The authoritarian theater that Trump has tried to use to exploit this has largely failed to do anything outside his base.  Much of it has been dismissed as absurd.  Getting into a fight with an Episcopalian bishop is...something. It seems as if there has been some backing off the use of the military, and the temperature seems to be falling a bit in many places.  We all know that it won't take much to reignite the protesters' righteous anger, and there are those that want American cities to burn so they can install Trump as a dictator on behalf of white Americans without college degrees.

The presence of purported law enforcement personnel around DC without any identifying badges is a tactic right out of Putin's takeover of Crimea.  The difference is Crimea was largely, ethnically Russian; DC is among the most solidly Democratic constituencies in the country. The possibility of escalating violence is real. (I should hazard a guess that these paramilitary groups in DC are mercenaries hired by Erik Prince. Again, this is right out of the dictator's playbook.

Every 48 hour period seems to be a crisis about the future of democracy in America. We are seeing how Trump behaves when he gets embarrassed and thwarted: he calls for violence and summons armed thugs to protect his person.

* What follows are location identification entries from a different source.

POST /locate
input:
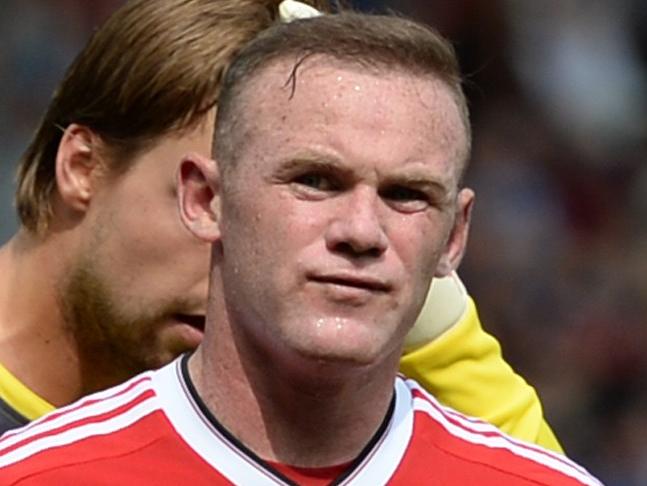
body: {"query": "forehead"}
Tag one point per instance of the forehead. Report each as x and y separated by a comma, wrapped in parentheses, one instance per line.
(338, 101)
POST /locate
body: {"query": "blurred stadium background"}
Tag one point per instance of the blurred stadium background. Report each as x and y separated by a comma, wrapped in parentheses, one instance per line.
(558, 254)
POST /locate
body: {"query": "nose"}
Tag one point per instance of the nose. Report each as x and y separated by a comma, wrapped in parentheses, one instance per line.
(356, 229)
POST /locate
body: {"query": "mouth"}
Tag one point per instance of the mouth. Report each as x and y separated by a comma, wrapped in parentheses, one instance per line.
(196, 321)
(354, 282)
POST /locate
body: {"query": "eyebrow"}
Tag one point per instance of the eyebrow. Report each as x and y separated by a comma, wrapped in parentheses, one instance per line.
(415, 178)
(419, 180)
(316, 161)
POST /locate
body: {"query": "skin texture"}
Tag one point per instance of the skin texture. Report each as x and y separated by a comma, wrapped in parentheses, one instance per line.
(118, 279)
(340, 208)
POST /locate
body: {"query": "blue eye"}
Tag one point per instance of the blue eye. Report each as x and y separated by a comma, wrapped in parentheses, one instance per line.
(405, 199)
(314, 180)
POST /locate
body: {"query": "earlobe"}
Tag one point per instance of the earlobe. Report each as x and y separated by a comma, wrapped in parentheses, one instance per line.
(76, 166)
(457, 241)
(199, 196)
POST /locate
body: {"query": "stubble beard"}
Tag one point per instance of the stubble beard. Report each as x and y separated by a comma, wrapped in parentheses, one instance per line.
(111, 346)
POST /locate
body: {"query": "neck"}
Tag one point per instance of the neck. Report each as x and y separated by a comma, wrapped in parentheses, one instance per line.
(309, 414)
(34, 343)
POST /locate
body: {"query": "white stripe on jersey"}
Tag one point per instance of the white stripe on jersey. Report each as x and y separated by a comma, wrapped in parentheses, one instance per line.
(201, 436)
(474, 431)
(382, 462)
(85, 408)
(81, 432)
(377, 468)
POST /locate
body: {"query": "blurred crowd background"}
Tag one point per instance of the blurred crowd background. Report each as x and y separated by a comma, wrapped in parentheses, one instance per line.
(558, 255)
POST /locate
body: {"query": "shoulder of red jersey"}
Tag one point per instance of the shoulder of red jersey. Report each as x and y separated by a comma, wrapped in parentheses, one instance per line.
(479, 441)
(66, 436)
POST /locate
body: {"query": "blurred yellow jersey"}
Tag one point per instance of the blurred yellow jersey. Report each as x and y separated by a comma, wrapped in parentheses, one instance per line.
(464, 369)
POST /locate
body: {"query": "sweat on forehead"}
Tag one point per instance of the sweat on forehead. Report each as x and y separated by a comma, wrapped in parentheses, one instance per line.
(379, 42)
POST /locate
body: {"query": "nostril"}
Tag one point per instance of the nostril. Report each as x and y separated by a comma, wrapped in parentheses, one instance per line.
(350, 249)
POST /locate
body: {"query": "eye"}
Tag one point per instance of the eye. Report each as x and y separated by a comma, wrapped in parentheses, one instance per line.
(406, 199)
(316, 181)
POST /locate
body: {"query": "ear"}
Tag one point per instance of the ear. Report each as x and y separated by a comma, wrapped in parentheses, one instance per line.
(457, 241)
(199, 196)
(77, 166)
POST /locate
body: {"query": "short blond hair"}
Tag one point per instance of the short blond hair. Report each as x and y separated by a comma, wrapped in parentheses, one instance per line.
(374, 42)
(154, 67)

What happens in November?  It's early in the polling on this, but the early returns are fascinating. Biden appears to be leading from anywhere to 5-10 percentage points, and Trump's favorables and support have not budged from 40% neighborhood.  Biden gave a very good speech yesterday, and Obama is going to give one today. Trump will Tweet angrily from his bunker that he is not in a bunker.  I don't think this civil unrest will re-elect Donald Trump.

So, once again, my main concerns about November are twofold.

First, we need to destroy Trumpism at the polls. He needs to win about 35% of the vote -Hoover and Alf Landon territory.  We need to carry a net of 6-7 Senate seats.  We need to make Trumpism radioactive in American politics. (Here's a case that if it's close we have a constitutional crisis.)

Second, will we have a free and fair election? We have seen how Trump behaves when cornered.  What happens if he's looking at polls that have him losing 60-40? Or 65-35?  What does he do in the weeks of late October and early November?

Can his narcissistic armor blind him enough so that he doesn't see the Blue Wave coming?